Zeroes and Ones and Your Odds of Writing a Best-Seller

best-sellers

Did you ever suspect the runaway best-seller Fifty Shades of Grey was written by robots?  Well, somebody check E.L. James for vital signs because she might actually be an algorithm.  Check this out:

wordrep

Surely a human being would die of boredom before biting a lip in print forty-three times in one novel.

Actually, I’m skewing things a bit.  But it is true that “[s]cientists have developed an algorithm which can analyse a book and predict with 84 per cent accuracy whether or not it will be a commercial success.” (Source)

By downloading books in public domain from Project Gutenberg , scientists from Stony Brook University in New York developed a program called “statistical stylometry, which mathematically examines the use of words and grammar” to determine the popularity of a book, matching the programs results to the sales of works from the past. The experiment involved a wide range of literary styles, from science fiction, to novels, to poetry. Factors in determining sales and popularity included the “style” of writing as well as novelty in plot and character (they do acknowledge that “luck” plays a role as well.)

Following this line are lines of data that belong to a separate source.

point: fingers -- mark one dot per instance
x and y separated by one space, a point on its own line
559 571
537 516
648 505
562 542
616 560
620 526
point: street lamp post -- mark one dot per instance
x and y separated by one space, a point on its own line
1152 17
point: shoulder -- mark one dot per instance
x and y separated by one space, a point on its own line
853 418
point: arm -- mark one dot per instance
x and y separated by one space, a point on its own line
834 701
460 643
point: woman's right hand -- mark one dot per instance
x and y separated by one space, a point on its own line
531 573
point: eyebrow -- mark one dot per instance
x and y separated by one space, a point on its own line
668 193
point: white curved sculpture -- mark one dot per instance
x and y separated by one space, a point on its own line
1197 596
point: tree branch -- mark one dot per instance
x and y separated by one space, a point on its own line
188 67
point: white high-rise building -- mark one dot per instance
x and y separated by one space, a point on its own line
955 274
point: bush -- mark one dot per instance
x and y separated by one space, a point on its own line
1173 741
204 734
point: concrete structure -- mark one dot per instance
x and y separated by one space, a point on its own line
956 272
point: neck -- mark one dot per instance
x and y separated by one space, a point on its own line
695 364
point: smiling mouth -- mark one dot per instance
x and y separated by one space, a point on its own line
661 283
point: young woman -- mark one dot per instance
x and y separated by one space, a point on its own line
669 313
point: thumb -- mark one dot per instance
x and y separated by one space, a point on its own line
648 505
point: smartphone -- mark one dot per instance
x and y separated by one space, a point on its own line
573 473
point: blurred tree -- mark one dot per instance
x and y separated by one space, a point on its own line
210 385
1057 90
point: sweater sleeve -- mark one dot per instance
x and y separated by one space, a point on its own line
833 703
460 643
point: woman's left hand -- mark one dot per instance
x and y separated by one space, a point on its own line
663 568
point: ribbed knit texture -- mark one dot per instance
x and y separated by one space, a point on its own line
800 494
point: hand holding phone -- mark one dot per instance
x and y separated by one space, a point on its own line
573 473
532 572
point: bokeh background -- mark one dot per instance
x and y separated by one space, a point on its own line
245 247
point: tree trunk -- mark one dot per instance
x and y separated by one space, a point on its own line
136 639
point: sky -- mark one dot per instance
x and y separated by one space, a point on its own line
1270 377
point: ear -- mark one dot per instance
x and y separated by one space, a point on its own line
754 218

The program accurately predicted success, or failure, of those works an astonishing 84% of the time.

So what factors seemed to indicate, in a more concrete way, what you should do to increase your odds of becoming a best-selling writer?

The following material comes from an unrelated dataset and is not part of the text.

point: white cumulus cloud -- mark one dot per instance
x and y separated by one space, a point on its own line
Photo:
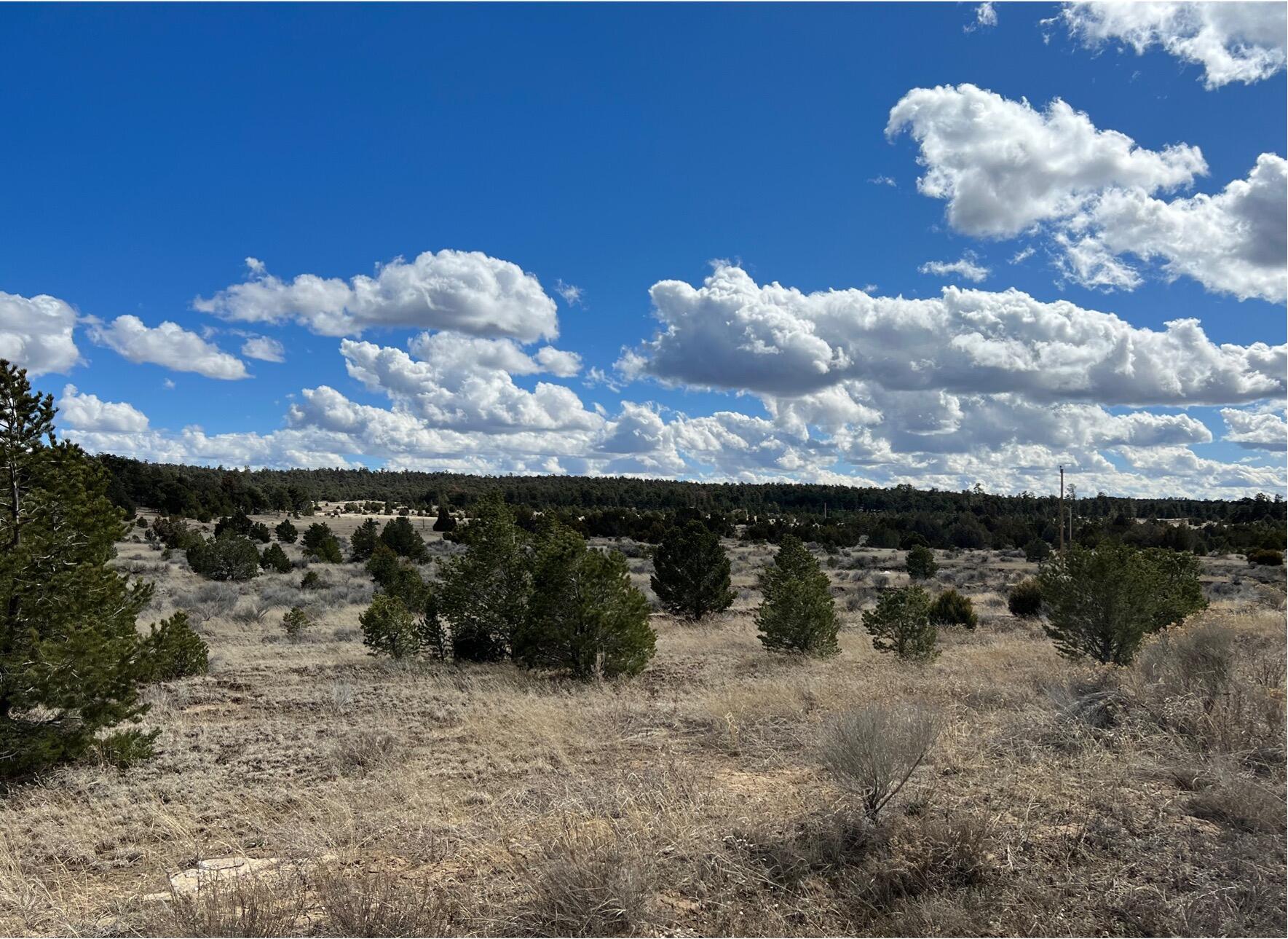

  1. Use a lot of conjunctions.
  2. Use a lot of nouns and adjectives.
hemingway_gun
For the record, Papa Hemingway Disapproves of This “Advice”

Avoid doing these things:

  1. An abundance of verbs and adverbs.
  2. Explicitly describing “actions and emotions such as “wanted”, “took” or “promised.”

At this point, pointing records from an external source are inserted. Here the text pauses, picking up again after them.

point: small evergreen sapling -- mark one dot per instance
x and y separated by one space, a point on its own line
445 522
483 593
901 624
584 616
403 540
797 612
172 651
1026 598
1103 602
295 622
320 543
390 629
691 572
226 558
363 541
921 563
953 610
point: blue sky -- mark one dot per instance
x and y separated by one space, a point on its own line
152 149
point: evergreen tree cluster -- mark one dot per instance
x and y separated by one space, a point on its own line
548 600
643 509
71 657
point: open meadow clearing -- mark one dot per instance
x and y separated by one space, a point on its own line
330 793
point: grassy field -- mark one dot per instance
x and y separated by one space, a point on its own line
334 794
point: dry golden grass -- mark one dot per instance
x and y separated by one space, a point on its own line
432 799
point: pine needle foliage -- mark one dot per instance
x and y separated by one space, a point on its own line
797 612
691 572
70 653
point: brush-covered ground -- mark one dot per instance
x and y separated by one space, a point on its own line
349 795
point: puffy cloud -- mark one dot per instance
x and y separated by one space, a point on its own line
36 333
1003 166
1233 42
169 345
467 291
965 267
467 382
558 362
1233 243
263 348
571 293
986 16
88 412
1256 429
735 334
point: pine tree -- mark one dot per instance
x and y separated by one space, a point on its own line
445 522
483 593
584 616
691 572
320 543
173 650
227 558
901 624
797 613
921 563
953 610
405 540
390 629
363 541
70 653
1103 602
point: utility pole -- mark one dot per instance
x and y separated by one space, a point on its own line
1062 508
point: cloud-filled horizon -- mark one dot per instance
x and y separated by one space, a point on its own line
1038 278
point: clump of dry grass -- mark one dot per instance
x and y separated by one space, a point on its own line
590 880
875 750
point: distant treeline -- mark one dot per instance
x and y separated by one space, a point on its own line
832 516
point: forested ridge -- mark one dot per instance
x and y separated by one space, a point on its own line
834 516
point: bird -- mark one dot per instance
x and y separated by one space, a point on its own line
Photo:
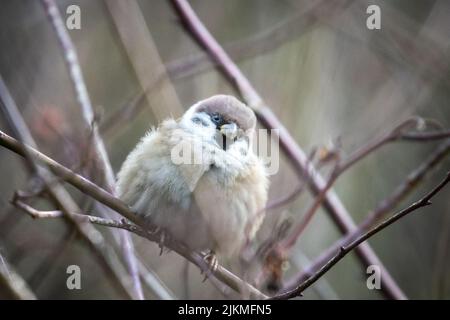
198 178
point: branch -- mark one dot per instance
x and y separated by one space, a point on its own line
295 154
13 282
414 178
396 134
423 202
101 195
76 75
61 198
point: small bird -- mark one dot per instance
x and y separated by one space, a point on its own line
198 179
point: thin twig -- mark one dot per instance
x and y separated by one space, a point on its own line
385 206
423 202
60 196
295 154
398 133
13 282
76 76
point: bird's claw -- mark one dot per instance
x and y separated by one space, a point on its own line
212 262
162 238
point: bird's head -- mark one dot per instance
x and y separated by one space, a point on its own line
220 118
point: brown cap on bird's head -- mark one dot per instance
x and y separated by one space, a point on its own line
231 109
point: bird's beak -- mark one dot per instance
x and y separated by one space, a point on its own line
229 130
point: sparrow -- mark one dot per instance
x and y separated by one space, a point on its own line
198 178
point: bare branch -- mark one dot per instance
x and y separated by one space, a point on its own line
398 133
384 207
425 201
62 199
76 76
13 282
295 154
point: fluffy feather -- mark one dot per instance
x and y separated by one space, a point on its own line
216 203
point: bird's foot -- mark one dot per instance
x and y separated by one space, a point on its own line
212 262
163 237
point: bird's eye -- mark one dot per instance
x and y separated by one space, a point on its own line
196 120
216 118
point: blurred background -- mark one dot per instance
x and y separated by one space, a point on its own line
330 80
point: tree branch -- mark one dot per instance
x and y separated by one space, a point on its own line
295 154
60 197
414 178
13 282
87 111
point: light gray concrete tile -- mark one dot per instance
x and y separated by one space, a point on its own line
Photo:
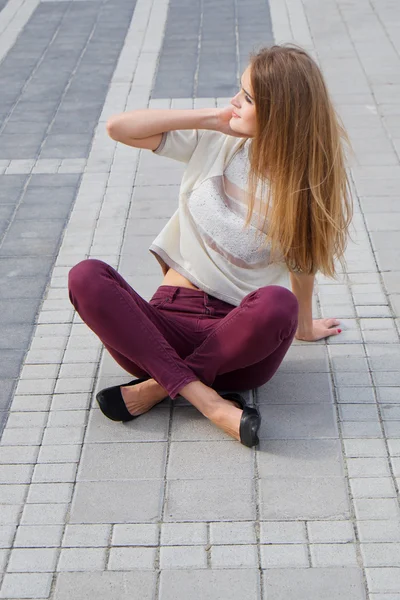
57 493
303 498
355 395
44 514
123 502
138 534
383 579
195 460
232 533
333 555
282 555
183 557
181 534
361 429
372 487
30 403
63 435
297 421
206 500
329 532
59 454
38 536
203 583
376 509
151 427
116 462
18 455
13 494
379 531
289 388
308 458
238 557
26 585
7 533
304 584
9 514
135 585
368 467
67 418
27 419
127 559
15 473
364 448
86 535
54 473
381 555
82 559
282 532
34 560
358 412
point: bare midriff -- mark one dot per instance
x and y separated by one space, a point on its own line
172 277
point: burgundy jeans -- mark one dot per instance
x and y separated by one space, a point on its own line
184 335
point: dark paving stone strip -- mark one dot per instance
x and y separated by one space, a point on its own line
56 79
207 44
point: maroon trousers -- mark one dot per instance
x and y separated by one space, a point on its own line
184 335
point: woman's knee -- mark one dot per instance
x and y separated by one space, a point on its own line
279 302
84 277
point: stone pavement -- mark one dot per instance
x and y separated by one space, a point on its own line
167 507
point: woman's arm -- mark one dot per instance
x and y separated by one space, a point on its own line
308 329
143 128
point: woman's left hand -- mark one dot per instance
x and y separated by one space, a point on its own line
321 328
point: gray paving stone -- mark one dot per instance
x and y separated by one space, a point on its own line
307 458
231 533
124 559
333 555
322 584
38 536
282 532
86 535
183 557
135 585
181 534
385 580
194 460
82 559
199 584
297 421
123 502
328 532
145 534
111 462
291 388
239 557
26 585
303 498
206 500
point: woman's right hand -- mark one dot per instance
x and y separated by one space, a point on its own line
224 115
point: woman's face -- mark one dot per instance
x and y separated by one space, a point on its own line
244 111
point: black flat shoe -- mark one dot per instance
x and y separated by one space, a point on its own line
250 421
112 404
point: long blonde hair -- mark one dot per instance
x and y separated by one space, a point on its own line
297 160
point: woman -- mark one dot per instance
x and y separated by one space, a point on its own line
264 204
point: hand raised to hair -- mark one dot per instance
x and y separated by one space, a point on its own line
321 328
224 115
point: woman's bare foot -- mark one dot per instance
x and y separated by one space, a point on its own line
142 397
223 413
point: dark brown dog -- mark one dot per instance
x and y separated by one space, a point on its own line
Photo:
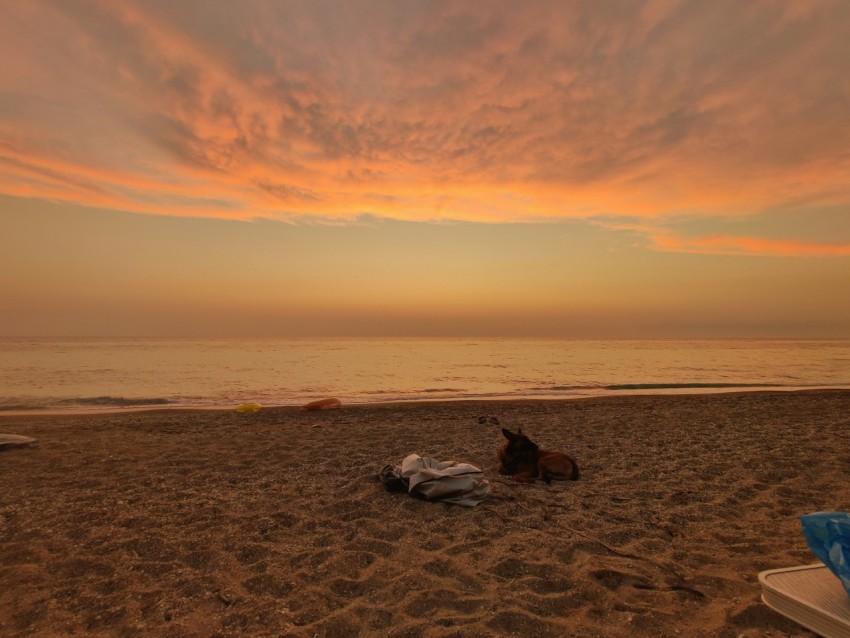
525 461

The authors of the program, of  course, stand by their conclusion, arguing that:

“Previous work has attempted to gain insights into the ‘secret recipe’ of successful books. But most of these studies were qualitative, based on a dozen books, and focused primarily on high-level content – the personalities of protagonists and antagonists and the plots. Our work examines a considerably larger collection – 800 books – over multiple genres, providing insights into lexical, syntactic, and discourse patterns that characterise the writing styles commonly shared among the successful literature.”

With results like this, one wonders if this algorithm might truly be applied to hopeful writers, both those awaiting publication as well as already established writers.  Will a publisher take a chance on a novel that might take time to build an audience? One that scored “low” on the likely success meter?